Marietta mayor stepping down

Marietta Mayor Bill Dunaway is stepping down on a high note.

In November, voters approved a $25 million bond referendum to buy new parkland and improve existing parks. Dunaway championed the bond, but didn’t get much help from the city council, with only two of six members saying they’d vote for it.

That lack of support reflects the city hall atmosphere during Dunaway’s eight years in office. He often clashed with council members and vetoed 13 council decisions in eight years; in comparison, Roswell Mayor Jere Wood has used the veto only twice in 12 years.

Council member Griffin Chalfant said Dunaway “has a great heart for Marietta” but is the most contentious mayor he can remember.

“There’s a lot of head-butting that goes on between the mayor and members of council,” he said. “It’s pretty adversarial.”

The next mayor will be Steve "Thunder" Tumlin, who ran when Dunaway decided not to.

In an interview in his city hall office, Dunaway, 70, admits he pushed hard to get his way with the council.

"I keep going at something, sometimes not tactfully," he said.

He said his willingness to battle paid off – especially during the first term. He led the way as the council renegotiated the lease on the city conference center and sold the city-owned Internet company, FiberNet.

The economy proved his biggest enemy in his second term. Dunaway made redevelopment a major campaign issue, especially reduction of the number of renters, but developers never finished several big residential projects.

He says the city’s a better place to live now and that he helped make Marietta more welcoming to new businesses.

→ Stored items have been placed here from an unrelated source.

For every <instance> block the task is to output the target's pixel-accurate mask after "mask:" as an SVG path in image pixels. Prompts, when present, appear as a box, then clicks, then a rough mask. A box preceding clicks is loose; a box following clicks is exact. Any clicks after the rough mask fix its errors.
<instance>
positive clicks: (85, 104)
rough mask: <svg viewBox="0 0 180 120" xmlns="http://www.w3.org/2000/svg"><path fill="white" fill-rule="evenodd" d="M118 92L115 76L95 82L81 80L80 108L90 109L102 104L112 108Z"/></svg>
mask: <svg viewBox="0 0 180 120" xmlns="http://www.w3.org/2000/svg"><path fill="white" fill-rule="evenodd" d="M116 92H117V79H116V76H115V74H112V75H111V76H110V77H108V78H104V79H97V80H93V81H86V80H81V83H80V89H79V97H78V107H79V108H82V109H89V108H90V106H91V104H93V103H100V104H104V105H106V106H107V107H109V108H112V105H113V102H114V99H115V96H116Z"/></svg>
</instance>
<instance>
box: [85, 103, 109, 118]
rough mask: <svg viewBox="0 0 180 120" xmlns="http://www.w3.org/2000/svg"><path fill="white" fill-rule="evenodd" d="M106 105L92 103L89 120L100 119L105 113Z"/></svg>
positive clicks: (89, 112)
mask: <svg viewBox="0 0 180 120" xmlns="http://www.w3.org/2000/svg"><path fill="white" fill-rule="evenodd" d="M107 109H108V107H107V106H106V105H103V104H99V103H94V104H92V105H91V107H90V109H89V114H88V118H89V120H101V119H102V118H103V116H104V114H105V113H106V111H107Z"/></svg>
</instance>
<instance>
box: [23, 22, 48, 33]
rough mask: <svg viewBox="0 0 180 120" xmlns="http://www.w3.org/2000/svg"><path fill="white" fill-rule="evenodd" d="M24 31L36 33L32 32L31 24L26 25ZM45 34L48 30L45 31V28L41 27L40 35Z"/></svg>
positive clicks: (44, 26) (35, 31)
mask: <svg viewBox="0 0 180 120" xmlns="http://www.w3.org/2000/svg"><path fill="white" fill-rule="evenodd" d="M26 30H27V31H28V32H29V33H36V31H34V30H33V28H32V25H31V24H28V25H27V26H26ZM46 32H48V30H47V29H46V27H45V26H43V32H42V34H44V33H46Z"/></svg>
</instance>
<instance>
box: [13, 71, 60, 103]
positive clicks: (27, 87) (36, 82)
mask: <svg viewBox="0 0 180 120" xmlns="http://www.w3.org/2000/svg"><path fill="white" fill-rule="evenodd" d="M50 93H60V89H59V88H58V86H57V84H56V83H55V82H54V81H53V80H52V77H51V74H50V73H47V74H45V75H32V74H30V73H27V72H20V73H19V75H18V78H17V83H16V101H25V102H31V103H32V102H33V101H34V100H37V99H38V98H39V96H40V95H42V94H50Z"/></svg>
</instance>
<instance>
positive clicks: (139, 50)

Dunaway has vocal detractors. Larry Wills, who writes an occasional opinion column for The Marietta Daily Journal and The Atlanta Journal-Constitution, said in an e-mail that the mayor “holds people that do not share his vision in contempt, and will ignore or bend any legal restraints that keep him from getting what he wants.”

Dunaway denies that and said Wills is angry about losing a composting contract with the city.

Dunaway is sensitive to media coverage, especially from Wills. The “messages from the mayor” section of the city Web site is full of missives responding to coverage in The Marietta Daily Journal. He regularly shoots off mass e-mails to argue points.

Dunaway considers himself an OM – Old Mariettian. He’s known most of the movers and shakers for decades.

“An OM not only has roots in Marietta but allegiance to Marietta,” he said. “An OM thinks Marietta first and it’s nice to be part of Atlanta second.”

After graduating from the University of Georgia, he worked in the family Dunaway Drug Store chain. He was in charge when Eckerd bought the chain in 1989.

In the early 1990s Dunaway opened the 1848 House, an upscale Southern restaurant with fans across the Atlanta area. The self-described foodie got out of the restaurant business after winning the mayor’s seat in 2002. He’d never held elective office before.

In Marietta’s weak-mayor form of government, the mayor has more influence than power. He sets the tone but can’t vote unless the city council ties. (Dunaway suggests the city charter be changed to give the mayor a vote.)

“Bill came at being a mayor as being a manager, like a drug store manager, and having employees under him,” said Betty Hunter, a former council member who served one term with Dunaway. “His style of operation hurt him in many ways because council members feel like they’re just as important as the mayor because they’ve got the votes.”

Dunaway yelled at a city employee in his office in 2002, leading to a reprimand from the council. In a story in The Atlanta Journal-Constitution, Dunaway said the reprimand was stage-managed by longtime council member Philip Goldstein, sometimes called “the stealth mayor” for his behind-the-scenes influence. The two men often maneuvered for power in battles over the conference center, FiberNet and the parks bond referendum.

Goldstein declined comment for this story, but Dunaway declared victory in one of his final speeches.

“Eight years ago, I said if I were elected mayor, I would be the mayor, not Philip,” he said. “I did just that.”

Dunaway said he seriously considered a third term, but decided against it when old friend Tumlin, a former legislator, said he wanted the job. Tumlin, who won easily, said he’ll be a different kind of mayor.

"I have a live-for-another-day philosophy," Tumlin said. "He [Dunaway] says the fight's not over until he says so."

One thing will keep Dunaway busy: he’s a volunteer with the National Ski Patrol and spends winter weekends at a North Carolina ski resort. Beyond that, he doesn’t know what’s next.

“I’m the type of person who will be doing something,” he said. “I just need to find something I can get my teeth into.”